For all of the faith that its leaders claim to espouse, the church has its doubts.

The majority of its members do not believe women — no matter what she is talking about. We believe that God speaks to us, that God will heal us and deliver us but cannot believe that God would use a woman.

We’ll follow Jesus but that’s a reach, that’s a bridge too far— even though Mary carried Jesus on two swollen feet. It would take a miracle and perhaps an angel to corroborate her story for some to believe that God calls women to spread the gospel.

Some might argue that these leaders got it honestly, that the first male disciples didn’t believe the eyewitness reports of Jesus’ resurrection because of the source. They didn’t believe her but had to see it for themselves.

Always second-class, already second-guessed, why would these women lie? It wasn’t as if they were going to be promoted or called to pastor a church.

The belief that God has one-sided conversations with women, that God talks to her and demands that she not repeat it, not respond except in prayer?

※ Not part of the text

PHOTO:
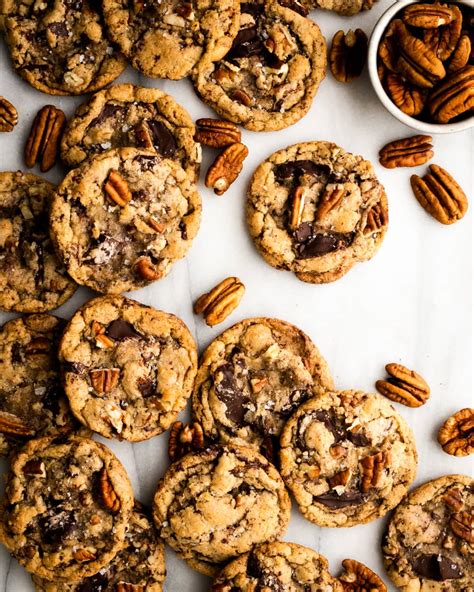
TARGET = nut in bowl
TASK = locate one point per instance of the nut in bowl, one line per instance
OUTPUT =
(420, 65)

Now, that’s a lie.

The assertion that God only wants her to talk to other women and children, and certainly not behind a pulpit, is the work of patriarchy.

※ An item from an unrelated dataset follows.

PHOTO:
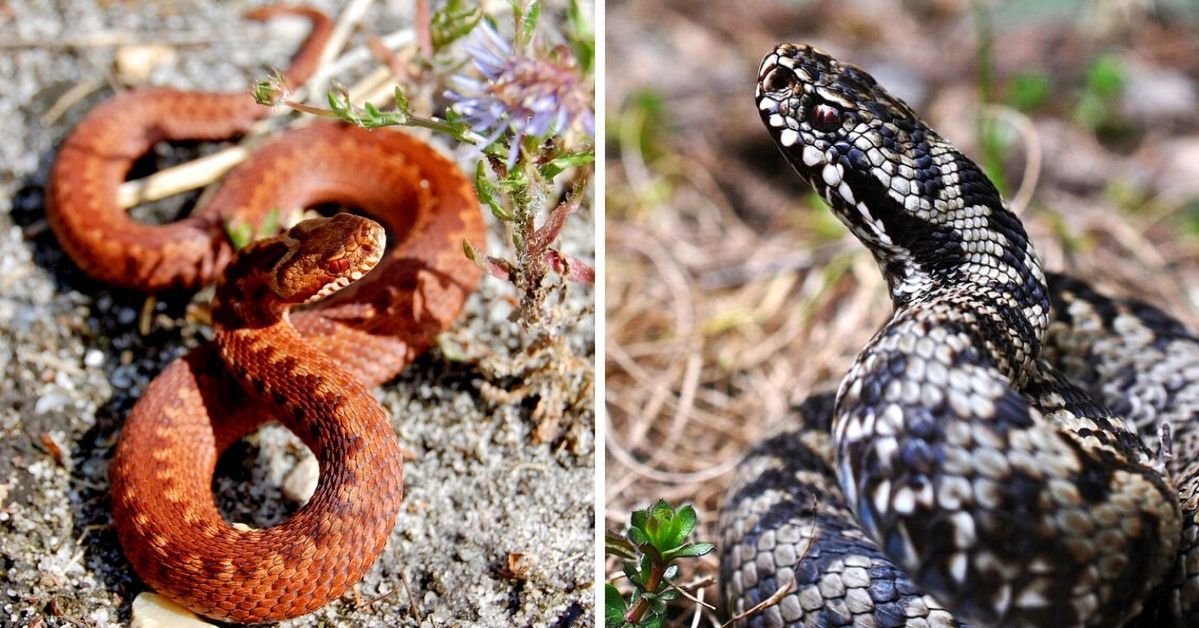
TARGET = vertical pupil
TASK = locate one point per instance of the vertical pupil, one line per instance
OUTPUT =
(824, 118)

It is an abuse of power, deciding who will be seen and heard from while using one scripture to do it – a snippet of a conversation between Paul and Timothy.

Because this is not what Jesus would do. In fact, it’s not what Jesus did.

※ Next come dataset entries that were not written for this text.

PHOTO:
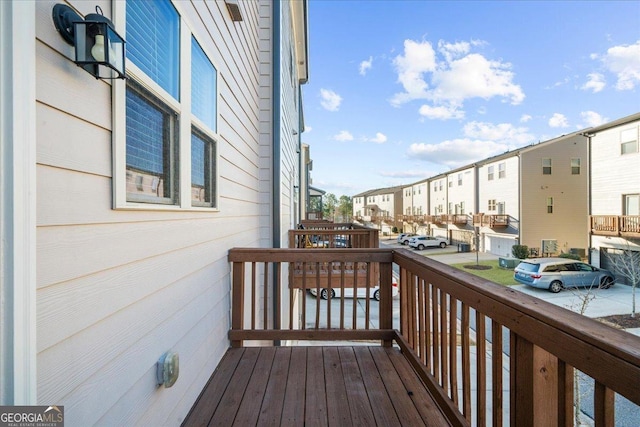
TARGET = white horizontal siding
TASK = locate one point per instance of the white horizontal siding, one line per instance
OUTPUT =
(117, 288)
(613, 174)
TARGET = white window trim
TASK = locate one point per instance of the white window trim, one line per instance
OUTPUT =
(18, 348)
(182, 108)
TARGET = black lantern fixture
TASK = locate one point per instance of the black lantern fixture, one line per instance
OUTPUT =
(99, 48)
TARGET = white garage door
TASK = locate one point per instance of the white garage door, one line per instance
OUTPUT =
(499, 245)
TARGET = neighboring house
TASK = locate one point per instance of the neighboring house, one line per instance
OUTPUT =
(378, 208)
(415, 204)
(121, 199)
(554, 194)
(615, 190)
(535, 196)
(461, 198)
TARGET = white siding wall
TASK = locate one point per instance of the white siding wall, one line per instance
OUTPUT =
(117, 288)
(438, 196)
(464, 193)
(503, 190)
(612, 174)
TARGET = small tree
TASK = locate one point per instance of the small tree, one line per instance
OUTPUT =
(627, 263)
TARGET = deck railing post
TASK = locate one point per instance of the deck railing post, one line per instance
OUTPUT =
(534, 373)
(386, 305)
(237, 302)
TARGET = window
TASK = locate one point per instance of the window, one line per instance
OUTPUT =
(575, 166)
(631, 204)
(151, 155)
(629, 141)
(203, 157)
(168, 146)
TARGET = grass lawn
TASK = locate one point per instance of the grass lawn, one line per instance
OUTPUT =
(501, 276)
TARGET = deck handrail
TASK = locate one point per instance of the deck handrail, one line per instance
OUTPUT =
(438, 303)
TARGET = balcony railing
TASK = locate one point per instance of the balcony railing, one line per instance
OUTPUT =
(486, 353)
(491, 220)
(613, 225)
(313, 234)
(457, 219)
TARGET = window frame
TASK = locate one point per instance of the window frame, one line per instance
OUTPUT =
(633, 142)
(185, 121)
(576, 170)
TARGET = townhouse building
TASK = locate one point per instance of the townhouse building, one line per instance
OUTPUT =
(121, 198)
(614, 208)
(416, 207)
(535, 196)
(378, 207)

Eavesdrop on his conversation with Mary and Martha and then let’s talk about who’s cooking, cleaning and doing the dishes.

Maybe this is why some church leaders attempt to cover her mouth by denying her calling, refuting or twisting the story that God has spoken to her. It is because, like her sisters at Jesus’ tomb, she knows where the bodies are buried.

She knows that you saw it all too, that you denied it and that you were with him, that you kept silent. She reminds you of your complicity with the patriarchal empire, but some persons in ministry don’t want to talk about that either.

Because “women talk too much.” “They’re so emotional.” “All women do is gossip.” She just needs to “calm down and then I will listen.” Because if we tell the truth, then what can they cover up?

Discounting women’s voices is a habit. Deferring one’s response until she says it the way that we want to hear it is manipulation and a common practice. Dismissing her experience and her side of the story is of no consequence.

Because we, women, have to be rational, right?

We have to be logical. We have to follow protocol and take all the proper precautions. We have to do an investigation and get all of the facts. There are laws that we must abide by.

Do all of this but it will not change the fact that she was telling the truth. While there are few cases, most women don’t lie about abuse.

And what she said about Jesus wasn’t gossip, it was the good news.

Governor Andrew Cuomo resigns but gives two weeks’ notice and a resignation speech, calling the accusations “ugly.” He addresses his daughters and not the women who accuse him of inappropriate touches and unwarranted sexual advances.

He does not apologize but instead says, “I want them to know that I never did, and I never would, intentionally disrespect a woman or treat any woman any differently than I would want them treated. And that is God’s honest truth.”

He’ll leave in 14 days, as if the reason for his departure is normal. But there is nothing normal about accusations of sexual harassment and assault.

It is not easy to say or talk about. In fact, it is more humiliating for the women who come forward than Cuomo resigning in disgrace, though persons often center the abuser.

It takes a lot for a woman to speak up, to tell the truth about her abuse, and it shouldn’t take multiple accusations, a miracle or an angelic messenger to believe her — but it seems that the church has resigned itself to this.